Why You Shouldn’t Worship Your Heroes

David Durante on Highbar
(One of my favorite gymnasts to watch, David Durante (2007 US National Champion & World Championship Team member) on the high bar)

I want to talk today about hero worship and why you shouldn’t do it.

Back when I was training gymnastics seriously, before college even, I was invited several times to the United States Olympic Training Center in Colorado Springs, CO as part of a week-long training camp.

There I was, along side a bunch of other impressionable teenagers, training with some of the best gymnasts in the country (and the world). I’d seen these guys on TV, when NBC would broadcast the US Championships (where I would later make my brief one-time cameo on national television) and the Olympics. I was ready to be blown away.

But after training with these guys for a week, I realized something:

My heroes weren’t really that special

They still struggled to learn new moves. Messed up and got mad at themselves. Nursed injuries. Argued with their coach. Even slacked off and fooled around sometimes.

Just like I did.

The biggest difference between us was the intensity of their training and their all encompassing dedication to the sport (living and breathing the sport at this training facility in the middle of nowhere for years and years). Of course there were some components of natural ability (a sense of air awareness or an ease with developing great strength) but other than that, my heros were pretty much like me and every other gymnast I knew.
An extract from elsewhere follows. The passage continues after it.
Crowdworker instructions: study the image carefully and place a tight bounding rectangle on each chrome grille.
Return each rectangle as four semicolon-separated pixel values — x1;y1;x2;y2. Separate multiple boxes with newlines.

I’ve taken that lesson to other areas in my life.

We got to meet and talk to some amazing founders in going through Y Combinator – which is awesome, but not something to get too hung up about it. I learn what I can from them and move on. There’s no need to assign them some mythical wisdom or god-like abilities that you can never reach.

Mark Zuckerberg? Brian Chesky? Drew Houston?

They’re mostly just passionate, hardworking and somewhat nerdy dudes who are very good at certain things and now find themselves leading influential Silicon Valley companies.

My current perspective is that with focused dedication, deliberate practice and good advice/strategy/coaching, you can, over time, get really really good at most skills. Maybe even into the 90th percentile. The last 10% is out of your hands – good genes, an early start, an exceptional mentor. And of course the multiplicative factor of great timing/luck. But again, not something you can control, so why worry about it?

Just focus on what really matters, bust your butt and stop worshipping your heros.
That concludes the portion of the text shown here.